With the closing date for postal votes due next Tuesday allowing nine days to return completed ballots, postal workers started to clear the backlog of 50m letters as they returned to work after members of the Communication Workers Union at Watford voted to accept an agreement between managers and union leaders aimed at defusing the original dispute which triggered strikes across the country.

Alarm bells rang through political party HQs as further strikes remained a possibility, despite most workers who had joined the unofficial walkouts in protest against attempts to divert Watford's strikebound mail voting to call off their action.

There were still doubts last night about Liverpool, where strikers are due to meet this morning to decide whether to return to work; if negotiations fail to reach a final settlement of the Watford dispute within the next week, renewed industrial action is likely.

Party HQs have already suffered one unexpected disaster on their election planning "grids" this spring - the foot and mouth crisis which caused the election to be postponed from May 3.
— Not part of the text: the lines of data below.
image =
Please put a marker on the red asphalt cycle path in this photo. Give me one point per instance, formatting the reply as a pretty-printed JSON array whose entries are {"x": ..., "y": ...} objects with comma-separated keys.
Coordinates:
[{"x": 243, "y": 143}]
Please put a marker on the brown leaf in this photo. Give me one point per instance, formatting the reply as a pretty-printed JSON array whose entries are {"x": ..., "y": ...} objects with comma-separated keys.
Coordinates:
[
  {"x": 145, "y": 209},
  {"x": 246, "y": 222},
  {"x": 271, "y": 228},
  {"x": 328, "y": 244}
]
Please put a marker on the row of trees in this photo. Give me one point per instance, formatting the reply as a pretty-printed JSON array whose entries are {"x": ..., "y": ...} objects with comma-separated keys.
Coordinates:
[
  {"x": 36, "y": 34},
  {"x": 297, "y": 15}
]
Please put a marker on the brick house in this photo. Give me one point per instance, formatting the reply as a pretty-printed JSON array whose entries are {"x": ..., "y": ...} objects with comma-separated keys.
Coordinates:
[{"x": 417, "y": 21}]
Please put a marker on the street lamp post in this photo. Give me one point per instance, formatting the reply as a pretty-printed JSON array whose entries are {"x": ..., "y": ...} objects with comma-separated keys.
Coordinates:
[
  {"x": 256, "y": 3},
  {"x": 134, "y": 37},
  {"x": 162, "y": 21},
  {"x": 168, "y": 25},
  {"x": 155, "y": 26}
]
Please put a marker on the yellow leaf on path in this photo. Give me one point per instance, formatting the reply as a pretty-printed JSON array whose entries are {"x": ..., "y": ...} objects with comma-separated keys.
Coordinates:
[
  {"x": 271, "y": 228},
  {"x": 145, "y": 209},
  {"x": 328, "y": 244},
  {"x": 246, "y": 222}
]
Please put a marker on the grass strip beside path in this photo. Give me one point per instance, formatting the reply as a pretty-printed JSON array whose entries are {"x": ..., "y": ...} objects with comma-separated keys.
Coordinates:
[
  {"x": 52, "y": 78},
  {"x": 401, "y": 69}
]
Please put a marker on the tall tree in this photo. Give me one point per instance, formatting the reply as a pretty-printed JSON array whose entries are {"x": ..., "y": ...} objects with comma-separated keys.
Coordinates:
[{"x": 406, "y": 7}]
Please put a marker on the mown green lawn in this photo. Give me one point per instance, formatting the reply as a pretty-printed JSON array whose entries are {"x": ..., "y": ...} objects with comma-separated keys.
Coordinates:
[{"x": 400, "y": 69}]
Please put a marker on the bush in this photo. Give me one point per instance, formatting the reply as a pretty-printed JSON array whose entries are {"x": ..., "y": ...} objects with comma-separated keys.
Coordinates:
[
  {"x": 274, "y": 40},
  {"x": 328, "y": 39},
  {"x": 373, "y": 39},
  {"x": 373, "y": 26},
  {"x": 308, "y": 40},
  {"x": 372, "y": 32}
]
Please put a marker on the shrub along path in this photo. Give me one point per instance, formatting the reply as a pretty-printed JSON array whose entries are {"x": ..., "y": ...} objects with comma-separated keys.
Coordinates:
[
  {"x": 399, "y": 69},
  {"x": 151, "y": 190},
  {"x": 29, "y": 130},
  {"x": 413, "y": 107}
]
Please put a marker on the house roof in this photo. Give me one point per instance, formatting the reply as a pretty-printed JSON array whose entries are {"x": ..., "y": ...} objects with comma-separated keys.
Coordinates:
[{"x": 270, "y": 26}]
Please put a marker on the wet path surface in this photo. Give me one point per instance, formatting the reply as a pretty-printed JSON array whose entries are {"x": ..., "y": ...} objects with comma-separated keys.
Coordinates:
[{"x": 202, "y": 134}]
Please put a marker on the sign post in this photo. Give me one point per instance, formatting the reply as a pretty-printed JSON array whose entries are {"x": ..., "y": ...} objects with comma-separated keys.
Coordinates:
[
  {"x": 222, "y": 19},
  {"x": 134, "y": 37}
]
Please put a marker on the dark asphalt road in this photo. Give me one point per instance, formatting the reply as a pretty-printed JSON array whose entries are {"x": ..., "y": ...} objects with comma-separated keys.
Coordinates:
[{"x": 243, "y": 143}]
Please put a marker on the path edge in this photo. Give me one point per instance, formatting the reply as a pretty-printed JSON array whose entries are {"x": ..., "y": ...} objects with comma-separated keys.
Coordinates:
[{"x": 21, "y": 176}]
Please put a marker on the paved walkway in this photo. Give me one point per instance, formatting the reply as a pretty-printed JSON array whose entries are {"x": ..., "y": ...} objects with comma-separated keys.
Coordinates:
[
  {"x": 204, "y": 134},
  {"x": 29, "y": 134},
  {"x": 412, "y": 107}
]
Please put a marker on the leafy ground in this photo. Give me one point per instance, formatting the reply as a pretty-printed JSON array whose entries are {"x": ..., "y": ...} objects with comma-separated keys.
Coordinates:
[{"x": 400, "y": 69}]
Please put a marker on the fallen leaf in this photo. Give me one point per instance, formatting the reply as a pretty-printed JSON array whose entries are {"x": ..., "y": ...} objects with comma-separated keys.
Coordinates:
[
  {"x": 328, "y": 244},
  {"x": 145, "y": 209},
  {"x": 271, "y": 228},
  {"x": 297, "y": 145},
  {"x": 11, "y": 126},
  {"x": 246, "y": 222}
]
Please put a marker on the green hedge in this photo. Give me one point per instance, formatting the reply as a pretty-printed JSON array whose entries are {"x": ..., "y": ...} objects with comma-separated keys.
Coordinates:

Fear of fraud and the additional complications in not being able to count such votes before polls close at 10pm - as used to happen - have also raised the prospect that key early results will be delayed.

"Late votes will not even be opened, so in a marginal seat no one will ever know if the result could have changed," said a spokesperson for the Association of Electoral Administrators, the returning officers who announce all 659 results.

The Electoral Reform Society called on town hall returning officers to allow late-arriving votes to be counted if their postmark shows they were cast in time. But Whitehall officials said the 2000 Repre sentation of the People Act did not allow such flexibility and that it would make chaos of the overnight count on June 7.

• A strike planned for today by guards on South West Trains - the latest in a long-running dispute about bad industrial relations on one of the country's busiest rail routes - was called off after a deal was agreed by the Rail Maritime and Transport union executive.